77 yr old female
This is an online e log book to discuss our patient health data shared after taking his/her/guardians singned informed consent. Here we discuss our individual patients problems with an aim to solve the patient’s clinical problem with collective current best evident based input.
This E blog also reflects my patient cantered online learning portfolio and your valuable inputs on the comment box is welcome.I have been given this case to solve in an attempt to understand the topic of “patient clinical data analysis” to develop my competency in reading and comprehending clinical data including history, clinical findings,investigations and come up with diagnosis and treatment plan.

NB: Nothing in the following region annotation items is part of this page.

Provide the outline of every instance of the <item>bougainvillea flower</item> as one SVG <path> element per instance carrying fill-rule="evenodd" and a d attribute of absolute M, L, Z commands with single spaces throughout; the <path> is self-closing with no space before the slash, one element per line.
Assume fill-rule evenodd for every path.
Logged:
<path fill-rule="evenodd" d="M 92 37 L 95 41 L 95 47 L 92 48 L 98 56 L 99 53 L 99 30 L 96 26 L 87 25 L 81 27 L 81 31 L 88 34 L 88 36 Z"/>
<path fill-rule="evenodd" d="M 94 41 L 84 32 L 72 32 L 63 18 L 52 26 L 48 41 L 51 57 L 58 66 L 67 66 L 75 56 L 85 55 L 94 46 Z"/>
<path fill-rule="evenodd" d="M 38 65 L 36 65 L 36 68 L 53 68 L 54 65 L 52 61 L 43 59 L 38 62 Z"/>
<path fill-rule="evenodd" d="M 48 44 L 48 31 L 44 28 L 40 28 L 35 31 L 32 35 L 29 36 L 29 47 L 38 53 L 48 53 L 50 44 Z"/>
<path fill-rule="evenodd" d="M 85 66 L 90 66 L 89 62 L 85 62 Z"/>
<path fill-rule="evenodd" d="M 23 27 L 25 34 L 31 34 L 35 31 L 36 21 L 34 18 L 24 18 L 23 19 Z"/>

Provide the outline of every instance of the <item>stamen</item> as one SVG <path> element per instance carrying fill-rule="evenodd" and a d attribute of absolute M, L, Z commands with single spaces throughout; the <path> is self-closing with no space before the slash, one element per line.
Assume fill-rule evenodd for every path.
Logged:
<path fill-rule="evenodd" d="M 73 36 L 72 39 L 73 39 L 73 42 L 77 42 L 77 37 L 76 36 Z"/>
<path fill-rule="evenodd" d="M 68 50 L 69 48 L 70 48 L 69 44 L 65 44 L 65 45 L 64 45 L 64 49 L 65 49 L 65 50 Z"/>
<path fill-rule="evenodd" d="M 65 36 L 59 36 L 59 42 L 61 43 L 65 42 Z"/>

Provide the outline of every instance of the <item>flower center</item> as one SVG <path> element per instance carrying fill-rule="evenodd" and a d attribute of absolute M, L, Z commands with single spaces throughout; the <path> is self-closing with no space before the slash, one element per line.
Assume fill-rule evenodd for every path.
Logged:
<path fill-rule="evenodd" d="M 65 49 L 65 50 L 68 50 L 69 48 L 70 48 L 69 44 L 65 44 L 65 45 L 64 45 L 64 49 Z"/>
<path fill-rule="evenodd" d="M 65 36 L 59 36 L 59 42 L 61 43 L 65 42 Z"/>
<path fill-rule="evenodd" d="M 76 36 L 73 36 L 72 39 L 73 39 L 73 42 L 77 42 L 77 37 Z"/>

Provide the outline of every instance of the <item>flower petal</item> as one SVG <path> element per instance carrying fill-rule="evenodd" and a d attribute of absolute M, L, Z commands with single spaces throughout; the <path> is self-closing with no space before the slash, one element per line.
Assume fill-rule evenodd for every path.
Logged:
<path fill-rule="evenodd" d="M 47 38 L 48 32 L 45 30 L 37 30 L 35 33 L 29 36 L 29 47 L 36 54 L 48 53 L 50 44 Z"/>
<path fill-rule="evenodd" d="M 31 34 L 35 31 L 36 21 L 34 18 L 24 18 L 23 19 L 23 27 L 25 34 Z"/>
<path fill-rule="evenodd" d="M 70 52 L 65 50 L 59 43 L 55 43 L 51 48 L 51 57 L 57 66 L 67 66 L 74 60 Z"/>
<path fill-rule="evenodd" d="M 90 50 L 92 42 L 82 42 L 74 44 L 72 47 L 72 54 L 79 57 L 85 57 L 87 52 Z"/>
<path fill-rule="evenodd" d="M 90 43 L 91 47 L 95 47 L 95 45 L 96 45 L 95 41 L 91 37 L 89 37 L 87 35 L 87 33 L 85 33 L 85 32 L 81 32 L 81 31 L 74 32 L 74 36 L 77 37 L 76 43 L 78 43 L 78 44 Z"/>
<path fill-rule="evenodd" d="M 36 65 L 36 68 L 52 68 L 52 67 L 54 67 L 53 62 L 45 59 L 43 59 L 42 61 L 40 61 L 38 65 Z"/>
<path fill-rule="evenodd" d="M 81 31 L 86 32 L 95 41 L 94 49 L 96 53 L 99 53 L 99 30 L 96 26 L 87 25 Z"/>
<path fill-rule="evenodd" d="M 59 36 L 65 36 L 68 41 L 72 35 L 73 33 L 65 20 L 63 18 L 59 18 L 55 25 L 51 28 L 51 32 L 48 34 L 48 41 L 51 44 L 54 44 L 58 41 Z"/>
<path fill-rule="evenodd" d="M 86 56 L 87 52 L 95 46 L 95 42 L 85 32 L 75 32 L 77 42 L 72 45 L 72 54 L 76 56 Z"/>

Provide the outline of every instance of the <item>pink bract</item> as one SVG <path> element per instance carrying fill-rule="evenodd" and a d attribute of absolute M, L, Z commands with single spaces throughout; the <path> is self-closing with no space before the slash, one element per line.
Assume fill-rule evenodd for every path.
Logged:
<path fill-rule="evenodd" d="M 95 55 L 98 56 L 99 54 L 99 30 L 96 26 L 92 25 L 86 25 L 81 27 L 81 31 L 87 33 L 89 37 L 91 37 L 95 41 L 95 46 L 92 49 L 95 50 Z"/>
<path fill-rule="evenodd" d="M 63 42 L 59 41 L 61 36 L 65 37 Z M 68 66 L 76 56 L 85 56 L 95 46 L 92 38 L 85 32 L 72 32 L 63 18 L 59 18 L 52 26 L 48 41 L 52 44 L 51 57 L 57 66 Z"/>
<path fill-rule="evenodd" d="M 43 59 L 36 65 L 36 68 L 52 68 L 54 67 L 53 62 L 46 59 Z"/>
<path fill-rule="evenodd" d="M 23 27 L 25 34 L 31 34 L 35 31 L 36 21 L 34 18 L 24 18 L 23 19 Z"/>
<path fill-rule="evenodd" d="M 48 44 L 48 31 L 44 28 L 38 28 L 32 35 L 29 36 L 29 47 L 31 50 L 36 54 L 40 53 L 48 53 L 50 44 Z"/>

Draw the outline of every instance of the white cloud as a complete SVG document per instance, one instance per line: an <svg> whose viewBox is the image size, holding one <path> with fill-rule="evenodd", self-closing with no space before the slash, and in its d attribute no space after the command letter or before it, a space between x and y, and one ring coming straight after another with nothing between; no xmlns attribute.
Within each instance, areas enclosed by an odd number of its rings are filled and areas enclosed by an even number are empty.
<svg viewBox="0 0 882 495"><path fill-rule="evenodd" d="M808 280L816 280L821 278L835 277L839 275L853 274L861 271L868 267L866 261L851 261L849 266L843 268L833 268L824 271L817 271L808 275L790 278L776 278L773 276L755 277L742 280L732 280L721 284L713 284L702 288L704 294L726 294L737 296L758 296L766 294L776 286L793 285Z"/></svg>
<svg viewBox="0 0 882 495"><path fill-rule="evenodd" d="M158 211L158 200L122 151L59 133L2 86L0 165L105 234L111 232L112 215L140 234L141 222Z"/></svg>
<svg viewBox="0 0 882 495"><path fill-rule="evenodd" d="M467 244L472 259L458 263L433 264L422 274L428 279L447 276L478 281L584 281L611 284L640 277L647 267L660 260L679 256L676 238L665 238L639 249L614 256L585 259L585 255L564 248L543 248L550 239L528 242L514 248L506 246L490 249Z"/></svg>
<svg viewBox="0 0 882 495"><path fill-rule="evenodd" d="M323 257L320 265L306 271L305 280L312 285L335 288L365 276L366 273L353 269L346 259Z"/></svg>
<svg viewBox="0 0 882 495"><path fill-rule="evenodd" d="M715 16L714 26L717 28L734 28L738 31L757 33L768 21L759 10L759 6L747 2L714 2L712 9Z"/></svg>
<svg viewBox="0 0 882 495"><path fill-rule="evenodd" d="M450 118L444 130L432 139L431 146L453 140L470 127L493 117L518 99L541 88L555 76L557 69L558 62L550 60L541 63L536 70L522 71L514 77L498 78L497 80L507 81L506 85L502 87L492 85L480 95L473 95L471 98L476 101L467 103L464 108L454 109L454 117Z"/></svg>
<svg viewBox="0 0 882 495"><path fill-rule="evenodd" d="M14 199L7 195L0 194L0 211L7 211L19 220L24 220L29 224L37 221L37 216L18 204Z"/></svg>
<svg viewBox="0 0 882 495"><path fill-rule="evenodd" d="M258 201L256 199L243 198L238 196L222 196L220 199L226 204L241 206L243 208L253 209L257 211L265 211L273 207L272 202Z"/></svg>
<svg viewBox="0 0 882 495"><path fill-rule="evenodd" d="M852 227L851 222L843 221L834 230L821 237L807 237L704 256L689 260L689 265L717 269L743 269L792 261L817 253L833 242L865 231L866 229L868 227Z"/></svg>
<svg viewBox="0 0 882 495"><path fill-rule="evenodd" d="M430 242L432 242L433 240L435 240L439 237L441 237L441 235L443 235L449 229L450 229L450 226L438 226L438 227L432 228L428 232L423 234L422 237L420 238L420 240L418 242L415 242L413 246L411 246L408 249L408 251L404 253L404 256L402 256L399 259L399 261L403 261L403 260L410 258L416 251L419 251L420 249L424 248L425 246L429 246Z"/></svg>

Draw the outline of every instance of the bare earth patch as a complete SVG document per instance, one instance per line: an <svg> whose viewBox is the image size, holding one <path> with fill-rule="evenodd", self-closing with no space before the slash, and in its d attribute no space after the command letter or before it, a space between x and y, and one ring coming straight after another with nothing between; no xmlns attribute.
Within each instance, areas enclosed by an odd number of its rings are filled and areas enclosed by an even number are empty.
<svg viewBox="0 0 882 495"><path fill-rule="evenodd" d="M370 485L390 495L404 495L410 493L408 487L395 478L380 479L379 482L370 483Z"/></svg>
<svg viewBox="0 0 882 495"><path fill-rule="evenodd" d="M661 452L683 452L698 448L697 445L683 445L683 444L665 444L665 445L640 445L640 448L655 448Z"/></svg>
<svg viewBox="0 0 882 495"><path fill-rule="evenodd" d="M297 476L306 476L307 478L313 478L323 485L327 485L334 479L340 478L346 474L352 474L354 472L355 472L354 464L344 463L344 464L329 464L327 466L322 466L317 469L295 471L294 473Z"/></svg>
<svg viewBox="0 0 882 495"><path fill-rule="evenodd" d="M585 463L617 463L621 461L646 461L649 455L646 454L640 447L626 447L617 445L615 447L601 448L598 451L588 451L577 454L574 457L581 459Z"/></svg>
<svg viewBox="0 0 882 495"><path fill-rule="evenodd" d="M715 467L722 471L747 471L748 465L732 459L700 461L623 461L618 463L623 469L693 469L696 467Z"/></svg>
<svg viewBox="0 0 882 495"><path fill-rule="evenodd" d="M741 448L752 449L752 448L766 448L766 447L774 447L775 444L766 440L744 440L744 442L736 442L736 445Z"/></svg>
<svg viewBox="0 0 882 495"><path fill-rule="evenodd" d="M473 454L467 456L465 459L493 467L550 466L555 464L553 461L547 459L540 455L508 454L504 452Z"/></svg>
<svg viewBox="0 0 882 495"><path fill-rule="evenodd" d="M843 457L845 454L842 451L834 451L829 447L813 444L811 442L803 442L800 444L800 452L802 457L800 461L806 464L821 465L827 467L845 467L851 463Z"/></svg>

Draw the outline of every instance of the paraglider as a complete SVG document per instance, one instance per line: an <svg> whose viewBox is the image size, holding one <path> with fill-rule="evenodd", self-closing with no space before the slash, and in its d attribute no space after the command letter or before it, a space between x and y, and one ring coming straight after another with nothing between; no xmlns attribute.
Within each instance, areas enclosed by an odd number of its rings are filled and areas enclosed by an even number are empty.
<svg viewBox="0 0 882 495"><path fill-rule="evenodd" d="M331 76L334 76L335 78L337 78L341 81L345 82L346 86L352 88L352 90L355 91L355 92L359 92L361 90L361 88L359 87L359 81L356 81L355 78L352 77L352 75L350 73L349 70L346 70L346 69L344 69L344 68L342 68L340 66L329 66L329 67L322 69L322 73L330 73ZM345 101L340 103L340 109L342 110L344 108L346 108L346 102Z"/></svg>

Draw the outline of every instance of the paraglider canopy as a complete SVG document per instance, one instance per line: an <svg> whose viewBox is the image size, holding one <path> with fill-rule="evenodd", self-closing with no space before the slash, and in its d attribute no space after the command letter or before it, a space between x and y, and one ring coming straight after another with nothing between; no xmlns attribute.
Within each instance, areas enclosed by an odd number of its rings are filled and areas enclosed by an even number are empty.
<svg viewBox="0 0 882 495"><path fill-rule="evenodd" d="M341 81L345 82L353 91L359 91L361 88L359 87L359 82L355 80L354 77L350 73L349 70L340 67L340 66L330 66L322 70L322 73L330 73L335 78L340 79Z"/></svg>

Case: A 77 year old female presented to Ophthalmology opd with complaints of diminishion of vision in right eye.
History of present illness:
Patient was apparently asymptomatic 1 year back when she had nocturia due to which she went to the hospital and was diagnosed with diabetes for which she was medication. She takes Glimeperide 1mg and Metformin 500mg twice daily ( morning and evening)ever since.
Patient has itchy skin lesion over left foot since one year. She also complains of itching over genitals since one year.
She developed diminished vision 6 months back which is insidious in onset, gradual in progression. and associated with itching. Not associated with redness.
Past history :
Known case of hypertension since 1 year and takes tab losartan daily .
Not a known case of TB, asthma, epilepsy
Personal history :
Mixed diet
Appetite is reduced
Normal bowel and bladder movements
Sleep is adequate
No Addictions
Daily routine :
Before
She used to wake up at 5:00 am. She walks 1/2 a kilometer to buy milk. Then at 8:00 am after having breakfast, she goes and sits at a shop beside the house and returns home at 2:00 pm for lunch and then goes to sleep. After waking up, she has dinner and sleeps at 10:00 pm.
Now
She used to wake up at 5:00 am. She walks 1/2 a kilometer to buy milk. Then at 8:00 am after having breakfast, takes medication. She goes and sits at the shop and returns home at 2:00 pm for lunch and then goes to sleep. After waking up, she will have dinner and sleep at 10:00 pm.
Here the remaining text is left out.